Aktionsgemeinschaft Wagrain-Ammersricht auf Exkursion zu den Hochbehältern
Wasserversorgung seit 1893

Bei der Exkursion machten die Teilnehmer auch Station am Hochbehälter Mittelzone. Neben weiteren Reservoiren sorgt er für die Wasserversorgung der höher gelegenen Wohngebiete am Mariahilfberg. Im alten Hochbehälter haben jetzt Fledermäuse eine Heimat gefunden. Bild: hae

Ammersricht. Die Heimat erleben ist eines der Anliegen, das sich die Aktionsgemeinschaft Wagrain-Ammersricht (AWA) zum Ziel gesetzt hat. In Zusammenarbeit mit den Stadtwerken bot sie mit dem Wasser-Wanderweg auf dem Mariahilfberg eine Exkursion in die Geschichte an.
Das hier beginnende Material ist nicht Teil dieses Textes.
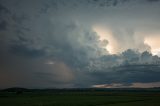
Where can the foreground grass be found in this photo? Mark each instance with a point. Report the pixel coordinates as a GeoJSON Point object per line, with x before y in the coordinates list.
{"type": "Point", "coordinates": [77, 98]}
Die Wanderung führte Vorstandsmitglied Alfons Wanninger. Zunächst ging es Richtung Hochzonen-Behälter und von dort zum Jesuitenbrünnerl. Diese Quelle lieferte bis Ende des 19. Jahrhunderts in einer Holzleitung das notwendige Wasser zum Bierbrauen. Der neue Hochbehälter Mittelzone, einer von sechs seiner Art, war die nächste Station. Der daneben stehende alte Wasserhochbehälter dient jetzt dem Landesbund für Vogelschutz als Behausung für Fledermäuse. Bevor es über den Philosophenweg und die Stufentreppe zurück zur Kirche ging, machten die Exkursionsteilnehmer noch einen Abstecher zum kleinen Wasser-Museum, das im einstigen Werk Am Anger untergebracht ist.

Dort wartete mit Stefan Prüfling der zuständige Betriebsingenieur von den Stadtwerken. Er bezeichnete das ehemalige Pumpwerk als historischen Ort, weil damit 1893 die Geburtsstunde einer flächendeckenden Versorgung für Amberg eingeleitet wurde. Die Stadtwerke fördern jährlich 3,5 Millionen Kubikmeter Wasser. Pro Kopf werden täglich im Schnitt 134 Liter verbraucht. Das kostbare Nass stammt aus den Urspringer Quellen und aus Tiefbrunnen bei Engelsdorf. Bereits 1892 begann der Bau der ersten zentralen Versorgungsleitung von Urspring nach Amberg, mit der noch heute vor allem Ammersricht und Wagrain versorgt werden. 1965 erfolgte die Inbetriebnahme des Wasserwerks Engelsdorf. Die Hochbehälter um den Mariahilfberg dienen vor allem der Speisung höher gelegener Wohngebiete.

Bei den Diskussionsbeiträgen ging es vornehmlich um Wasserresourcen, Nitratwerte durch landwirtschaftliche Düngung und Privatisierungsbestrebungen andernorts. Den Stadtwerken ist laut Stefan Prüfling bewusst, dass die Schutzzonen an den Rändern durch intensive Landwirtschaft zunehmend gefährdet werden. Mit den Landwirten werde dafür gesorgt, dass die Nitratwerte im Wasser keine Gefährdung darstellten.